We see TV crews rushing, and follow, and there’s Pauline Hanson, doing a pretty minimal walk-around, the newso behind her with The West Australian‘s cover across its glass wall, and that picture, chomp chomp chomp like she was Mrs Pacman. She’s with a couple, a walrus of a man, white-whiskered, with his young Asian wife, and their two kids in the top of the shopping trolley, one and three. Pauline dandles the kids’ tiny feet and hands for a bit, and a couple of snappers go wild, the shutters whooshing furiously. Andrew is a gold miner, his wife Leofeh came here three years ago from the Philippines. Does he support her? “Oh yeah, absolutely.” What’s most important to them? “Oh the vaccination. When we took Zion” — “Zion?” “This is Zion,” he says, “and this is Zaniyah” — “to the doctor, they told us we had to vaccinate.” “She’s very good,” says Leofeh, indicating Hanson. So there you go. Not for the first time, it’s worth considering that Pauline might just know a thing or two.

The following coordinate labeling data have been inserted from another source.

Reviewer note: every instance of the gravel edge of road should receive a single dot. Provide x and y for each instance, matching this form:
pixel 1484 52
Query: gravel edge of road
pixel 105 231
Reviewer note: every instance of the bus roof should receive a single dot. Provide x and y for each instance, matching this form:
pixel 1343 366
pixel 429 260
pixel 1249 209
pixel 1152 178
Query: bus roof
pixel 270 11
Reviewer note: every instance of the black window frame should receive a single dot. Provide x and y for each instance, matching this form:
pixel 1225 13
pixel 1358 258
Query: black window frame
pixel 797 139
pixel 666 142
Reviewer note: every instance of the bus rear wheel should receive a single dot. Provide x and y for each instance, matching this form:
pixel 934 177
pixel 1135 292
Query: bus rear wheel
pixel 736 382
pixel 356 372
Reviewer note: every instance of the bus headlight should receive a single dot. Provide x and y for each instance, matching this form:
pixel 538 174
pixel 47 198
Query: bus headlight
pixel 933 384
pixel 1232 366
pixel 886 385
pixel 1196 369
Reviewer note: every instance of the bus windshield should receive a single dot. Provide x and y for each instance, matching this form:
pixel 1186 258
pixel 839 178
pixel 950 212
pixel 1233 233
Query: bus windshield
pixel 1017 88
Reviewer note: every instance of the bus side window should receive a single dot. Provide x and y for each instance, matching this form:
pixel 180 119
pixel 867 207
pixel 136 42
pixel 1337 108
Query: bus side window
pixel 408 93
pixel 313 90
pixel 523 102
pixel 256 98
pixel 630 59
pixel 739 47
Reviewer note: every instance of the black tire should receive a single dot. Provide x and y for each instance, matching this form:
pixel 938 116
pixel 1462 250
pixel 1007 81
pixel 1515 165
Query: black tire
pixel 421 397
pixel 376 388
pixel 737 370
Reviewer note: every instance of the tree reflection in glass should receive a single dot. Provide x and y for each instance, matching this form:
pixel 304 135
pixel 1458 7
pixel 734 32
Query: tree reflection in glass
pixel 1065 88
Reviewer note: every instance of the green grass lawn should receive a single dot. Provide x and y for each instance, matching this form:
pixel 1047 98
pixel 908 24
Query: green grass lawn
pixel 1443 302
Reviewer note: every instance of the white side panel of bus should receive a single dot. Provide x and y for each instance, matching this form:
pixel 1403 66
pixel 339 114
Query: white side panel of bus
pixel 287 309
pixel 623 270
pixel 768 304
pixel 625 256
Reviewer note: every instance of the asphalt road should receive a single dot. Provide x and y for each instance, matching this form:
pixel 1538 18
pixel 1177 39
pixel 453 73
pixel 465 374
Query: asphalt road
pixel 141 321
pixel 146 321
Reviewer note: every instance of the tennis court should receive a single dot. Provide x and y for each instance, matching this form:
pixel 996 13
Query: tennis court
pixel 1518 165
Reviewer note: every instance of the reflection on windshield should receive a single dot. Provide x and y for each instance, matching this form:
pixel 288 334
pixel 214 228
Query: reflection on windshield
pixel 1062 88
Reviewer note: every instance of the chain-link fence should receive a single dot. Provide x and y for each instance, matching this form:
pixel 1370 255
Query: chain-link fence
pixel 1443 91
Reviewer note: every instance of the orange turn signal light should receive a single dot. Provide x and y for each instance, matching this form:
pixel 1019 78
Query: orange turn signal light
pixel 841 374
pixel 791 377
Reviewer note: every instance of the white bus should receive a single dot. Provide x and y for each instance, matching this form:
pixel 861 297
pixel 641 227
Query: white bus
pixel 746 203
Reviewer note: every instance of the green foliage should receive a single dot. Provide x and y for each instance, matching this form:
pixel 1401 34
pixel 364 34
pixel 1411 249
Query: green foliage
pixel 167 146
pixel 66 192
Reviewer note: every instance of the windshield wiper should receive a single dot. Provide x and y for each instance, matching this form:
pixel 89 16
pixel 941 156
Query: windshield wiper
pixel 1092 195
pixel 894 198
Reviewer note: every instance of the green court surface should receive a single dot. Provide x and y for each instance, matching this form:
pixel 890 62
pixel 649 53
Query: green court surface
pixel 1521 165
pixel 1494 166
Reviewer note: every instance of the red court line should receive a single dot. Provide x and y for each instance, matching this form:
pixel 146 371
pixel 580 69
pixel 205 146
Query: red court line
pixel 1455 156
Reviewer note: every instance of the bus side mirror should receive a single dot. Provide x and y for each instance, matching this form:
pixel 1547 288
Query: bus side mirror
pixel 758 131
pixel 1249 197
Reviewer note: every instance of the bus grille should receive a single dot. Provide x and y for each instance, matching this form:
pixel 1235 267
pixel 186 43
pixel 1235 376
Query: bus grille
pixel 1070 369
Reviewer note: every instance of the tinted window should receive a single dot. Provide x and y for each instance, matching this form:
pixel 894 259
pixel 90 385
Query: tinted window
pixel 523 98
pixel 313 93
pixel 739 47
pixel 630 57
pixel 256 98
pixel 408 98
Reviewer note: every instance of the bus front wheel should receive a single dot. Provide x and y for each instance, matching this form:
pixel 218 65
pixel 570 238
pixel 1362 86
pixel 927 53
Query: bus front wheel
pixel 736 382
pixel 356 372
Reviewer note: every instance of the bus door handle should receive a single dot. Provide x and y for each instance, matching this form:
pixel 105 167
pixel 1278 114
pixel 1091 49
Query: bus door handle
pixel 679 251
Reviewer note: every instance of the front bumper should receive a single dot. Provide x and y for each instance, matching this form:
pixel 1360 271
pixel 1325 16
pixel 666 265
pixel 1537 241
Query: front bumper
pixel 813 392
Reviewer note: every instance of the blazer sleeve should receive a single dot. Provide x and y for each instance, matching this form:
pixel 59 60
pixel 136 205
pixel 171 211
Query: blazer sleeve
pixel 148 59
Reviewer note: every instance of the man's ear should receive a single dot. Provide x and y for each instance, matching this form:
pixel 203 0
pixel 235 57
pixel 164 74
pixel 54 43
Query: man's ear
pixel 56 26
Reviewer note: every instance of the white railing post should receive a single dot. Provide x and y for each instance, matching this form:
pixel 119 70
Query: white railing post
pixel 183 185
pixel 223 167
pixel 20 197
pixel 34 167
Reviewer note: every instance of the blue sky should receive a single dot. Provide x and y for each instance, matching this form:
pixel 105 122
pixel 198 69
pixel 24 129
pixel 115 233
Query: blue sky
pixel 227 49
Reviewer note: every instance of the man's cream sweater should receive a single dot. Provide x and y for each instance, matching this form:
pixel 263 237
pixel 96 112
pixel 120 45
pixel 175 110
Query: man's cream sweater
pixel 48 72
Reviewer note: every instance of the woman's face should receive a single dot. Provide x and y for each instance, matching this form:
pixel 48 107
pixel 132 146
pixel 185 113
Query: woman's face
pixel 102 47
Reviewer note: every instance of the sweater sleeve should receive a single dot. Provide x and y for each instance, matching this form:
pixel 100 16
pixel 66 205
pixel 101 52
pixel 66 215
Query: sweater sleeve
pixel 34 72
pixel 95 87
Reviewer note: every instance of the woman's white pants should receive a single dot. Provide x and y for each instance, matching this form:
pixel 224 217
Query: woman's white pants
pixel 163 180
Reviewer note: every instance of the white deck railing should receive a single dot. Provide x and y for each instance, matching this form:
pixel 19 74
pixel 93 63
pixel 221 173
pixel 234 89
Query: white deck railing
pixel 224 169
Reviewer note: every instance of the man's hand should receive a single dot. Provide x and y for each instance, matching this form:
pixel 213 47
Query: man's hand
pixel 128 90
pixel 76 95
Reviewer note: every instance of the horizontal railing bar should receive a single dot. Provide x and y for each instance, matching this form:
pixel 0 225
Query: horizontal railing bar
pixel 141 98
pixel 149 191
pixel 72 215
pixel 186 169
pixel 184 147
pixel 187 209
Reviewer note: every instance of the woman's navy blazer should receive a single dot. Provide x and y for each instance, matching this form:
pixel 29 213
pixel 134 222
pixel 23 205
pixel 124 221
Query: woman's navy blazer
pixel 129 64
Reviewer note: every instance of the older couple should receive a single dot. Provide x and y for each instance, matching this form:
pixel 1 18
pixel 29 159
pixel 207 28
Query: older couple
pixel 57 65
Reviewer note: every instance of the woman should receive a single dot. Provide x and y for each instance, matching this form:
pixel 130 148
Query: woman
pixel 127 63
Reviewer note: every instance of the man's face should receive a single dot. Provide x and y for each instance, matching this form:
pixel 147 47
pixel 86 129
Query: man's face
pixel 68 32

Sam sure thinks so. He’s a kid around her, suddenly enthusiastic. He uses her page for his research. “I put up questions sometimes,” he’d said earlier. “People send me answers.” But the meet is over in seconds. I wasn’t sure what we’d come up here for, and I’m still not, a morning’s campaigning on the ground gone, when he’s sitting on 15%, and an hour’s drive back to the crack-hell of Bunbury (“Where would I see all this meth?” “Well, I dunno,” he had said, affronted. “I don’t know that world.” “Are we sure Bunbury is a meth hell?” “Well, that’s what The West Australian said …”).
But Sam has what he wants, he’s worked out the run-up. “Door knocking’s not the way. I’ve got this bloke up from Tasmania. He’s got a strategy.” “Look,” he’d also said earlier, “win or lose this, I’m going to start a foundation, a foundation for kids who’ve lost their dads, and their mums, to FIFO. ‘Cause it’s huge.” His voice had cracked. “It’s a huge issue.”
I tried to remember that, as well as the George Soros stuff as, after shaking hands, he lopes off into the mall, receding until the Gruen transfer takes over, the vision shifts, cartwheels, and he’s lost in the crowd streaming in from the car park, from the bright sunlight and glassy blue sky.